Mitsubishi UFJ Financial Group Inc. posted a 66 percent drop in first-quarter profit, missing analysts' estimates, as bad-loan costs soared, the company said Tuesday.
Net income declined to ¥51.2 billion in the three months ended June 30 from ¥151.3 billion a year earlier, Japan's biggest bank by market value said. That was less than the average estimate of ¥127.8 billion by four analysts in a recent survey.
Mitsubishi UFJ joined Sumitomo Mitsui Financial Group Inc. and Sumitomo Trust & Banking Co. in reporting their profit dropped as lending costs rose.
Bad-loan costs rose as sliding markets wiped more than $11.8 trillion off global stocks so far this year, and as bankruptcies in Japan rose 7 percent amid a slowing economy.
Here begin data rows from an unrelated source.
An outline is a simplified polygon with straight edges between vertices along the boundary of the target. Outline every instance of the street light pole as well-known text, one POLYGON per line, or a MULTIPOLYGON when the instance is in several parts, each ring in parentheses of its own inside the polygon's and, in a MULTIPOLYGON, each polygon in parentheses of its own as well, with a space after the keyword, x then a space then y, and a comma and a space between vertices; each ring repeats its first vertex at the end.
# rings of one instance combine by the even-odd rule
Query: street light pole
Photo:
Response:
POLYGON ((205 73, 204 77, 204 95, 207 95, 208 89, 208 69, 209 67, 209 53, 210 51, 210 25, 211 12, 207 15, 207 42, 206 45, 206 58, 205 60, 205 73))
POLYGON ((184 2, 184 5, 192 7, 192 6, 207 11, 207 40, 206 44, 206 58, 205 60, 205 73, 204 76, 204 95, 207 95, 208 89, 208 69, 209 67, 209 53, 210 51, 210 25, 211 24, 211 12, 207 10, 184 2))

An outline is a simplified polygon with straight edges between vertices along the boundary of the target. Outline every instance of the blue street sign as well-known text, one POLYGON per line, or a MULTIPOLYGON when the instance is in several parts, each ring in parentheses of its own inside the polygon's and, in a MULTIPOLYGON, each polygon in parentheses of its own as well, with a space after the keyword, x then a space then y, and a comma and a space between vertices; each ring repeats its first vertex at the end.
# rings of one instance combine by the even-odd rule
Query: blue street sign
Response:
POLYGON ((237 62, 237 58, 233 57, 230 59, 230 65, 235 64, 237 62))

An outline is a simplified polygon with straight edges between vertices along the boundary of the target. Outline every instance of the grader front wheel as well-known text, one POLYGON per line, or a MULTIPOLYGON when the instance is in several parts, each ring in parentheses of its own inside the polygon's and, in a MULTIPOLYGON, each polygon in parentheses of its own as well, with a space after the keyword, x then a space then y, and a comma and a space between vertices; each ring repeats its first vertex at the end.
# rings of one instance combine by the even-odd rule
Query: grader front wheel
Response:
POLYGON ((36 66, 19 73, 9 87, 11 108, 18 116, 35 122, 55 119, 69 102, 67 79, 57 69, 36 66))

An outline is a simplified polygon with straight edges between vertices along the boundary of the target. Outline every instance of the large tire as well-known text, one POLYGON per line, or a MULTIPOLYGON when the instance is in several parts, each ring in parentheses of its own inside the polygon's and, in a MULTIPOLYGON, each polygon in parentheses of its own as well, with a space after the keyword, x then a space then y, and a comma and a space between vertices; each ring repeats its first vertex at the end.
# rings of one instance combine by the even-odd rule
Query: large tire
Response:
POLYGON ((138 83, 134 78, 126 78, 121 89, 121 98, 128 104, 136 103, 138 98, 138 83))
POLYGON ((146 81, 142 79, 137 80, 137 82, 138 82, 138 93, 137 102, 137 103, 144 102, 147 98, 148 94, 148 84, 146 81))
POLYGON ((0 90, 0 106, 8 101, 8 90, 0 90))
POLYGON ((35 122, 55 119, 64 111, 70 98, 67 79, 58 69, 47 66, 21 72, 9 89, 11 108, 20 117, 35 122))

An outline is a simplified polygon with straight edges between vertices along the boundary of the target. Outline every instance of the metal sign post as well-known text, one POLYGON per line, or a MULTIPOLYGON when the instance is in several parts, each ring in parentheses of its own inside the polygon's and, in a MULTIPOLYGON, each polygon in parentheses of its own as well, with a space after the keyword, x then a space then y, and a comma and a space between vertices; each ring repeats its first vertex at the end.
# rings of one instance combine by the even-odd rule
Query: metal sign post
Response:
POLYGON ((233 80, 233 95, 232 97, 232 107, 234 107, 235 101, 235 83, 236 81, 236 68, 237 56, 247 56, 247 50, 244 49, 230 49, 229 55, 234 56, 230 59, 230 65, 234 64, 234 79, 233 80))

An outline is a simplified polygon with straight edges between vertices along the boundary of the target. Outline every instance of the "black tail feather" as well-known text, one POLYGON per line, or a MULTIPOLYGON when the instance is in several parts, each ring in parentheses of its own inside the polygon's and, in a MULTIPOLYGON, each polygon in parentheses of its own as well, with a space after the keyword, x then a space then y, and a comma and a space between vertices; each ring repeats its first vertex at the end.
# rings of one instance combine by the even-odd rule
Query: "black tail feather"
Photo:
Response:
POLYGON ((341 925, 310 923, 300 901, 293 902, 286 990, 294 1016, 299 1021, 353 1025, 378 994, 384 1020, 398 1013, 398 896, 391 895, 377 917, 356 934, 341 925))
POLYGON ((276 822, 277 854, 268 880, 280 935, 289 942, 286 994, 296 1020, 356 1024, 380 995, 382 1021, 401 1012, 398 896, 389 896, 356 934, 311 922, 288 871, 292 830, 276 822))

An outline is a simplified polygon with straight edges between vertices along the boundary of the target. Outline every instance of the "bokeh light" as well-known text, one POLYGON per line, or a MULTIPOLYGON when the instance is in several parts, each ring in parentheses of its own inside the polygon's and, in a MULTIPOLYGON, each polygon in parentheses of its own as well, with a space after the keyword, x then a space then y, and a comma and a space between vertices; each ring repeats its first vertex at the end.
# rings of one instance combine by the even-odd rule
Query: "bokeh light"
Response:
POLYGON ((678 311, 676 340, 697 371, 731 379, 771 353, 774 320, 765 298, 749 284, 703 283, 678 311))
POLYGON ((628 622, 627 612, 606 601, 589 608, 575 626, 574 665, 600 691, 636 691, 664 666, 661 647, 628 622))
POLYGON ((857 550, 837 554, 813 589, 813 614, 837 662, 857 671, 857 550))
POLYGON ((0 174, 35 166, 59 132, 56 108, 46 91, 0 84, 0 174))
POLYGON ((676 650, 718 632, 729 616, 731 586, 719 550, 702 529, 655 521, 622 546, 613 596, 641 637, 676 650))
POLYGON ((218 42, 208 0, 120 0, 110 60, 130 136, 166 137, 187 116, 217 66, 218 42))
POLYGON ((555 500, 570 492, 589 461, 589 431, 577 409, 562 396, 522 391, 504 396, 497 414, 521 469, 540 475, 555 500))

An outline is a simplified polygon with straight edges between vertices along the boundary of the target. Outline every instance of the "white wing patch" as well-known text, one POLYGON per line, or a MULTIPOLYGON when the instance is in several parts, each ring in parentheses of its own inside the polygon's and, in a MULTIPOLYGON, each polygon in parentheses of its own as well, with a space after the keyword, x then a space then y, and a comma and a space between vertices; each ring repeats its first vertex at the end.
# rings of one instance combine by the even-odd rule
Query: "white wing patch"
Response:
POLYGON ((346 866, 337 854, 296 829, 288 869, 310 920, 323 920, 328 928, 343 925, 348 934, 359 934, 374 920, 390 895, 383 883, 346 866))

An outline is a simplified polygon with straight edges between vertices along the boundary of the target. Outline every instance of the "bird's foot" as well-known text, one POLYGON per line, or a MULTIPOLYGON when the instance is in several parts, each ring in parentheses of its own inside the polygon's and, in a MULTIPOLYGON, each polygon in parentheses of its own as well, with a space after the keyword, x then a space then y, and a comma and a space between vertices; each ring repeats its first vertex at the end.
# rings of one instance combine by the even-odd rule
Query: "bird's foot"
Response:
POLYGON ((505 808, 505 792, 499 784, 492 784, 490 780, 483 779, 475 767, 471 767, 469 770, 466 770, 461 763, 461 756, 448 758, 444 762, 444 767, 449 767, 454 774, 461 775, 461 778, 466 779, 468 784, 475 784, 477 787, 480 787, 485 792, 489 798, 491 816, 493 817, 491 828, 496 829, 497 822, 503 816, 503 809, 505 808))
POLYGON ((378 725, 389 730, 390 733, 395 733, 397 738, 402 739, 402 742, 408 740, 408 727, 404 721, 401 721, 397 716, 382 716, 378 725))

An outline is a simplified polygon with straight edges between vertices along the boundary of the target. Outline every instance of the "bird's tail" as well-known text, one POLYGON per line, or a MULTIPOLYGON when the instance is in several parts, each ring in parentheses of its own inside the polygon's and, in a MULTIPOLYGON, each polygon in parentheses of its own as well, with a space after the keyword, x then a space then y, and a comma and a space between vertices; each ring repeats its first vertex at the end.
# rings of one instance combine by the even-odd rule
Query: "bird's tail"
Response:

"The credit cycle has turned in Japan after several years of a very benign environment with abnormally low" bad-loan costs, said Brett Hemsley, an analyst at HSBC Holdings PLC in Tokyo.
Mitsubishi UFJ's bad-loan costs increased to ¥141.7 billion from ¥84 billion a year earlier, according to the bank. The Tokyo-based bank left its ¥640 billion full-year net income forecast unchanged.
Mitsubishi UFJ's net interest income rose to ¥470 billion from ¥465.7 billion a year earlier. The bank's net fee income declined to ¥239.2 billion, compared with ¥265.9 billion a year earlier. The company lost ¥10.1 billion on securities.
Chief Executive Officer Nobuo Kuroyanagi, 66, is expanding lending and investment abroad, taking advantage of falling stock prices and a need for capital at foreign financial firms such as Merrill Lynch & Co. and UBS AG.
Banks and brokerages have recorded at least $480 billion in writedowns and credit losses globally.